HTML 4.01 as an SGML application

The following message is a courtesy copy of an article
that has been posted to comp.text.sgml as well.

(Copy to the W3C HTML specification discussion)

roconnor@math.berkeley.edu (Russell O'Connor) writes in
comp.text.sgml, citing Peter Flynn, concerning the nature of the
relationship between HTML 4 and SGML:

> >Elsewhere, "application" can refer to executable software (as in "nsgmls
> >is a conforming application of SGML").
> 
> Isn't nsgmls an SGML system as in ``An SGML System Conforming to
> International Standard ISO 8879 -- Standard Generalized
> Markup Language'' (from <http://www.jclark.com/sp/index.htm>).

I think Peter's use of "elsewhere" means "outside of the world of
SGML terminology".

But, yes, SP/nsgmls is an SGML system, not an SGML application.

> I intended to use the word function in the mathematical sense.
> Actually perhaps using the word ``set'' would be better.  Here I was
> identifying the set with it's characteristic function.  Then I would
> want to say that this set has certain closure properties.

Does this refer to the question of whether the formal definition of an
SGML application in the language of SGML may be supplemented with
other means of semantic specification or with restrictions stated
outside of formal SGML language that pertain to application handling?

The answer to that is YES; see the formal definition of "SGML
application" in ISO 8879 at 4.279.

> This is in reference to the beginning of my post.  There are several
> choices (alternatives) one has when making a Document Type
> Declaration.  One can use a PUBLIC FPI, one can use a SYSTEM
> identifier, one can paste your DTD right into the declaration, etc.

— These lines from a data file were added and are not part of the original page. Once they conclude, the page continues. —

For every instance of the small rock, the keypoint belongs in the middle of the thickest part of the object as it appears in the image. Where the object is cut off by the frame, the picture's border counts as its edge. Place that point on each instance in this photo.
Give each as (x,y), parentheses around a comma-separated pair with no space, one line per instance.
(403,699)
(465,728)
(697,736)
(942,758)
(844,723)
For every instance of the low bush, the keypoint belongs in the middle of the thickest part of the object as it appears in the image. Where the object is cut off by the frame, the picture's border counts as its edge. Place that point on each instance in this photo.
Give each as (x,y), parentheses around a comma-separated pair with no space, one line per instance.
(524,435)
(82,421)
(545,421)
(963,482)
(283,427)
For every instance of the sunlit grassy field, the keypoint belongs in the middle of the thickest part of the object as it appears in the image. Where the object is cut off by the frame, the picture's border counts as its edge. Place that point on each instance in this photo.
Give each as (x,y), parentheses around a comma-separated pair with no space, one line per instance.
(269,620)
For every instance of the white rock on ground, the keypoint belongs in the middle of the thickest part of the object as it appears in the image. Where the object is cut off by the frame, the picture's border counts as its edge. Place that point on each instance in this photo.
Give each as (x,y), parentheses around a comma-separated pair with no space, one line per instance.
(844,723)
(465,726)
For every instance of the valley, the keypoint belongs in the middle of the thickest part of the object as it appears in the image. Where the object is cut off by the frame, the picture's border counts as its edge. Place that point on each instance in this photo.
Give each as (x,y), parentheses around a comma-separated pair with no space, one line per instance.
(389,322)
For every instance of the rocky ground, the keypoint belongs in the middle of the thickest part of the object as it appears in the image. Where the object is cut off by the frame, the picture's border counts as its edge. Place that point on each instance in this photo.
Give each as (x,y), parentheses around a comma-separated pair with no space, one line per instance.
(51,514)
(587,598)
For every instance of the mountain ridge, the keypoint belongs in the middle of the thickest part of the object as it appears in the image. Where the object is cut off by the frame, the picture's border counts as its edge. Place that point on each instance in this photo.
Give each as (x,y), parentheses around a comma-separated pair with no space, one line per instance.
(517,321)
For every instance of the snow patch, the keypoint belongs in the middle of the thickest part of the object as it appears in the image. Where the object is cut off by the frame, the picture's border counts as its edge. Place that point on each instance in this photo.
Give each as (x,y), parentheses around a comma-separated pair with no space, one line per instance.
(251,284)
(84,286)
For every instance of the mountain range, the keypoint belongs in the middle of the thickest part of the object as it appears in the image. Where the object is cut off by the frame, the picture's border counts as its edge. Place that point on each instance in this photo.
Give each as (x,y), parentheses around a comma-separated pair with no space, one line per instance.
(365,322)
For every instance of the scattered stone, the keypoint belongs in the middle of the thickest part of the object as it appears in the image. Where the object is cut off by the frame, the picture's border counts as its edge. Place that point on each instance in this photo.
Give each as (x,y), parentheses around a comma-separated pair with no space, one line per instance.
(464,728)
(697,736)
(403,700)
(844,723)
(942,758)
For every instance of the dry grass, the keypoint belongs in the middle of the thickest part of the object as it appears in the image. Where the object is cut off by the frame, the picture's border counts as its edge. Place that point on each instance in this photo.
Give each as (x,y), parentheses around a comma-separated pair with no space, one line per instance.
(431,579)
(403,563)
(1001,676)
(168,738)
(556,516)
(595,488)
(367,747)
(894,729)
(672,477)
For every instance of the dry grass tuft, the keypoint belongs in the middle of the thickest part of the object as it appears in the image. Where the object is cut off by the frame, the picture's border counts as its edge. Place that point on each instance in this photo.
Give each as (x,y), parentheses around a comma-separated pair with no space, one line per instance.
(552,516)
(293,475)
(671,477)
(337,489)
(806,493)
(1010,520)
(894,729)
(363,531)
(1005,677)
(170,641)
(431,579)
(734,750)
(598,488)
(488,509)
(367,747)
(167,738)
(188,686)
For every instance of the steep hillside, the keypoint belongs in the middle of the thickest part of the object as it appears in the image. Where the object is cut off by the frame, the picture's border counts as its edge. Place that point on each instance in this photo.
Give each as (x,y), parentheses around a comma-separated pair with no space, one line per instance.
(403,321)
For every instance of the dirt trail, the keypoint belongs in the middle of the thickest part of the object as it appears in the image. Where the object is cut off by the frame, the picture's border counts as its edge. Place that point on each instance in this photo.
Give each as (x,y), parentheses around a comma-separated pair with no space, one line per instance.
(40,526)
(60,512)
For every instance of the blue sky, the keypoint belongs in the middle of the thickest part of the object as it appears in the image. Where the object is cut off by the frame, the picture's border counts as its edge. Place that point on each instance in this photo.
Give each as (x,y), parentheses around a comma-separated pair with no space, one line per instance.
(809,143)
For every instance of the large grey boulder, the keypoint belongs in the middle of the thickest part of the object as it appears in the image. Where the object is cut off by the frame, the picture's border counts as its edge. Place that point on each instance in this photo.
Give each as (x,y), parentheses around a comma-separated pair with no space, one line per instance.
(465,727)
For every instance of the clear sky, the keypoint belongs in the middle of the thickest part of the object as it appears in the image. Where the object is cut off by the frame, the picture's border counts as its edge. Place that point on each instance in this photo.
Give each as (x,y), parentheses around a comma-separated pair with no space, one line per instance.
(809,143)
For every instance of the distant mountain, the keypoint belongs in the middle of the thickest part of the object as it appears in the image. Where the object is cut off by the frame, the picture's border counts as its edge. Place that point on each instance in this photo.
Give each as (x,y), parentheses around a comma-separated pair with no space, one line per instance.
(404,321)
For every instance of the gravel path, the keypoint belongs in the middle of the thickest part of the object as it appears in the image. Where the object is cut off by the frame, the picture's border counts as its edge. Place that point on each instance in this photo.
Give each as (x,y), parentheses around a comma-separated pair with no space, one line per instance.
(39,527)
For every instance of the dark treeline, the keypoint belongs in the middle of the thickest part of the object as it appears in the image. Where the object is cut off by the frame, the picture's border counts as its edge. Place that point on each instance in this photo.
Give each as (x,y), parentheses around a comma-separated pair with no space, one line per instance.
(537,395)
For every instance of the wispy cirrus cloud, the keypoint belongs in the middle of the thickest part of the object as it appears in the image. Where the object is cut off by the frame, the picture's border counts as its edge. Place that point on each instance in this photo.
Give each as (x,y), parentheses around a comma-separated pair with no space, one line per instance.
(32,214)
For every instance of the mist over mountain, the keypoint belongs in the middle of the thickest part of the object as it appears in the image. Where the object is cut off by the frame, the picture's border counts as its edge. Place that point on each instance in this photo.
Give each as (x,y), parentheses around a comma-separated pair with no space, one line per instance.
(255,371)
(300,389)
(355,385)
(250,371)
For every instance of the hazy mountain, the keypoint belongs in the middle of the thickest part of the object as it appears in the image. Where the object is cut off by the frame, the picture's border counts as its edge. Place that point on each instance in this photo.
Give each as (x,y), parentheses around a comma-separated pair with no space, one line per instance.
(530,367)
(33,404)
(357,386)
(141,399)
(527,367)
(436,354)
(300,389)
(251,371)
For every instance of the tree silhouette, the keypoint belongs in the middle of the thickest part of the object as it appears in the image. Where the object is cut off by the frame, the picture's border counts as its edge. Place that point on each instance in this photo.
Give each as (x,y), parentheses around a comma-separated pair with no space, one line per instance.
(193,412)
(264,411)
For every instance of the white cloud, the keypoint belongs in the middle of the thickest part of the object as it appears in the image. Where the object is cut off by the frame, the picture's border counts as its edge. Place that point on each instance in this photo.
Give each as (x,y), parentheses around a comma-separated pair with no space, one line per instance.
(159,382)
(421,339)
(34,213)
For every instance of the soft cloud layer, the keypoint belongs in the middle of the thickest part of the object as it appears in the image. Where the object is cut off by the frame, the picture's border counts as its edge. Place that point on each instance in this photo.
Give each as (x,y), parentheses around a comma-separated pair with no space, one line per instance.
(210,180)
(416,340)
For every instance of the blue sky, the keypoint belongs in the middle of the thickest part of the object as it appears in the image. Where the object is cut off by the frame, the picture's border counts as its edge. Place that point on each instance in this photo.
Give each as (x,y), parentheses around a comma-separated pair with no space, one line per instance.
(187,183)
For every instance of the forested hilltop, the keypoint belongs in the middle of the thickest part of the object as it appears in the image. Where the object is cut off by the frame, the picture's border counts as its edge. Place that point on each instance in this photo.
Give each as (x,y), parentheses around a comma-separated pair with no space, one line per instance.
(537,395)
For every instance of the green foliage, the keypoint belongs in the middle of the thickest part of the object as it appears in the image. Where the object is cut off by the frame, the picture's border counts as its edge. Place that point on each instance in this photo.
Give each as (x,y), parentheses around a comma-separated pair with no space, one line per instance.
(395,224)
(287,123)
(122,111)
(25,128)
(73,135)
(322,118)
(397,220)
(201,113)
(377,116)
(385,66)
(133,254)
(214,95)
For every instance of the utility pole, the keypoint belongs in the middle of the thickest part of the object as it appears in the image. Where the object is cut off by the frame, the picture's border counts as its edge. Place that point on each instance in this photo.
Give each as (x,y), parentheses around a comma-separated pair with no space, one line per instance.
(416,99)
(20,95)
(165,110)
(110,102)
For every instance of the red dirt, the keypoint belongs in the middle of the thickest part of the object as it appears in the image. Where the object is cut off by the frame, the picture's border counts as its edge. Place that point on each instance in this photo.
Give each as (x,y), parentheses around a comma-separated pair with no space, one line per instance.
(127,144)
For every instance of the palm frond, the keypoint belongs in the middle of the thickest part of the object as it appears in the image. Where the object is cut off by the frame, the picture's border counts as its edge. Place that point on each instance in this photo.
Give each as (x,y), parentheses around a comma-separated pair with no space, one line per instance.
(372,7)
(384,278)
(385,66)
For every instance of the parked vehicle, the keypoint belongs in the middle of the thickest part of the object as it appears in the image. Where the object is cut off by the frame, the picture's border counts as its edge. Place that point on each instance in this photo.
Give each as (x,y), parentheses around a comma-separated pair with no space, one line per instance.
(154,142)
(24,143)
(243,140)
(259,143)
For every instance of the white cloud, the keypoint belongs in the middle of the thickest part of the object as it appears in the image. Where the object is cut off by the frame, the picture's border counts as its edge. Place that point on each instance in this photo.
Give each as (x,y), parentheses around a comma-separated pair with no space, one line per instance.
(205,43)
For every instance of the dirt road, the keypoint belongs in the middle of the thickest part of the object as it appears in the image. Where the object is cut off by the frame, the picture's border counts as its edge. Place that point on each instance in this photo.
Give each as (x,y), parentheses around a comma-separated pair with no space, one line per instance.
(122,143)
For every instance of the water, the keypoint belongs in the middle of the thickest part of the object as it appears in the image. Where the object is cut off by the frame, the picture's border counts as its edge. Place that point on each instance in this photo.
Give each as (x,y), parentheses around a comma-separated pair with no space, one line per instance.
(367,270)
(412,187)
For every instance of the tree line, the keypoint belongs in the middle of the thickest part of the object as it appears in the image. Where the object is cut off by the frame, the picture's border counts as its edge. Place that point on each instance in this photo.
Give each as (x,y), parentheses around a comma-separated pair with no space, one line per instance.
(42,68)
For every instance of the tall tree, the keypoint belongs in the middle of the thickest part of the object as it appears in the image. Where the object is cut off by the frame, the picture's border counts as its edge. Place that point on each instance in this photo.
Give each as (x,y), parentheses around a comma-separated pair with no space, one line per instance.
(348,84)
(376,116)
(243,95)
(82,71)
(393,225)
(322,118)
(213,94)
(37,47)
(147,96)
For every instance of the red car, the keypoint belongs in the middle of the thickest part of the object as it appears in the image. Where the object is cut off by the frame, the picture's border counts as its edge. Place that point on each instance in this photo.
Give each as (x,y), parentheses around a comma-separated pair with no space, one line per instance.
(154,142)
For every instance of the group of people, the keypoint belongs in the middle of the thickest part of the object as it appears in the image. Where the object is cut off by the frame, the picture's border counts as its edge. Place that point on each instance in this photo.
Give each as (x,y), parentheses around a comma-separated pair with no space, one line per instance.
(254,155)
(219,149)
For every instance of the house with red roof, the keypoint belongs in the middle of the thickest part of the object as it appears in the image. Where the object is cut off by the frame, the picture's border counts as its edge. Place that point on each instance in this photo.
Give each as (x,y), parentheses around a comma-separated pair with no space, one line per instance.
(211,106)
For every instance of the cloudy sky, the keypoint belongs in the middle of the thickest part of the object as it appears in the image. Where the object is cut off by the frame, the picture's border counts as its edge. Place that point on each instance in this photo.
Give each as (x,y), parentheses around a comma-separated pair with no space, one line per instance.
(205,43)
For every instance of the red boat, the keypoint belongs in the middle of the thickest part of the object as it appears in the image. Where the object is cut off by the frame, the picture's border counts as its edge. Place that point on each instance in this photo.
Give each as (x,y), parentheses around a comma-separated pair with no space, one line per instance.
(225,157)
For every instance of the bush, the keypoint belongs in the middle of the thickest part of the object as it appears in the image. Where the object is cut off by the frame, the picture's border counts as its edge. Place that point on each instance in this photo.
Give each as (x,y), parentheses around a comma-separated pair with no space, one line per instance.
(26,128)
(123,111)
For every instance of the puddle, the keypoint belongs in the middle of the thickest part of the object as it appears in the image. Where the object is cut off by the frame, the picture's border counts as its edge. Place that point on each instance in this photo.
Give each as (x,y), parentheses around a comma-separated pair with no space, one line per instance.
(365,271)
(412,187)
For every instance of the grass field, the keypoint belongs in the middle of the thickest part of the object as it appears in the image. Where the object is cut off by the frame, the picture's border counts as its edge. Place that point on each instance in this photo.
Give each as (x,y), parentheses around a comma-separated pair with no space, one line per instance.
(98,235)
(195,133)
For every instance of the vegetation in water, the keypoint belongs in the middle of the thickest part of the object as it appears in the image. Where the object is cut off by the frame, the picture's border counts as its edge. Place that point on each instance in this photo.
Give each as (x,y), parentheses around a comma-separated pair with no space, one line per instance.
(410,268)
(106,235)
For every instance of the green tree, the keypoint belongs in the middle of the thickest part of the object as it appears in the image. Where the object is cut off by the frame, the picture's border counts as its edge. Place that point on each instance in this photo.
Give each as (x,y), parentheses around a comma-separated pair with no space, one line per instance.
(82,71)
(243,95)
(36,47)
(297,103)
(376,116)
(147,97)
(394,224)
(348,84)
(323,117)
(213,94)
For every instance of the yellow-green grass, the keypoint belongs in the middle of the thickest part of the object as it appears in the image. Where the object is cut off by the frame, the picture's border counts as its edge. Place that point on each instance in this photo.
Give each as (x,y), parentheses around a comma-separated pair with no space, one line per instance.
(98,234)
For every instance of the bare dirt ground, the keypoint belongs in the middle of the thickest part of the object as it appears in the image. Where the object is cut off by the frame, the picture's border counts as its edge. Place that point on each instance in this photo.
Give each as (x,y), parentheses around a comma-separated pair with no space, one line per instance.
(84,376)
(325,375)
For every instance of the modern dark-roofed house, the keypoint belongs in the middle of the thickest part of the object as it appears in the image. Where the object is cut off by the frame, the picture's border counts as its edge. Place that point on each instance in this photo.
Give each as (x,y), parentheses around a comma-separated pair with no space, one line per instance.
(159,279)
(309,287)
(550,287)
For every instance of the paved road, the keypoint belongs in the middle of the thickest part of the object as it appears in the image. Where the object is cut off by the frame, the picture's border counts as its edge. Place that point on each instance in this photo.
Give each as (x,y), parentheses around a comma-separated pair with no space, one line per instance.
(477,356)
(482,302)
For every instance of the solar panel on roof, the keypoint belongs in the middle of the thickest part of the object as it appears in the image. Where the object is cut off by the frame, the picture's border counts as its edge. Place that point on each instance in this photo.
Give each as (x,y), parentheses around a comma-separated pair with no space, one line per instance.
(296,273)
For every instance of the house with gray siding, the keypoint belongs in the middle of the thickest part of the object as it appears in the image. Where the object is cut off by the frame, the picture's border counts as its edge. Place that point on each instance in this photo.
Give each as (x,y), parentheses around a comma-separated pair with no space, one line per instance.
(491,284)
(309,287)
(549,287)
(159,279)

The HTML 4 specification does not permit this range of choice.  It
would be very adverse for bandwidth were an author to ship a fully
assembled "HTML 4.01" document -- as understood in the sense of its
associated SGML application (including "HTML4.dcl", "strict.dtd",
"ISOlat1.ent", "ISOsymbol.ent", "ISOspecial.ent" in addition to the
content of its "HTML" element) -- through either HTTP or SMTP, that
apart from the question of whether popular user agents would grok it.

> Should I not expect HTML tools to accept all documents belonging to
> the HTML 4.0 application?

Not if the SGML application definition is understood to involve only
that which is expressed in SGML language, ignoring ISO 8879 at 4.279.

>                        And if they don't then the software is broken
> and doesn't conform the the HTML 4.0 specification.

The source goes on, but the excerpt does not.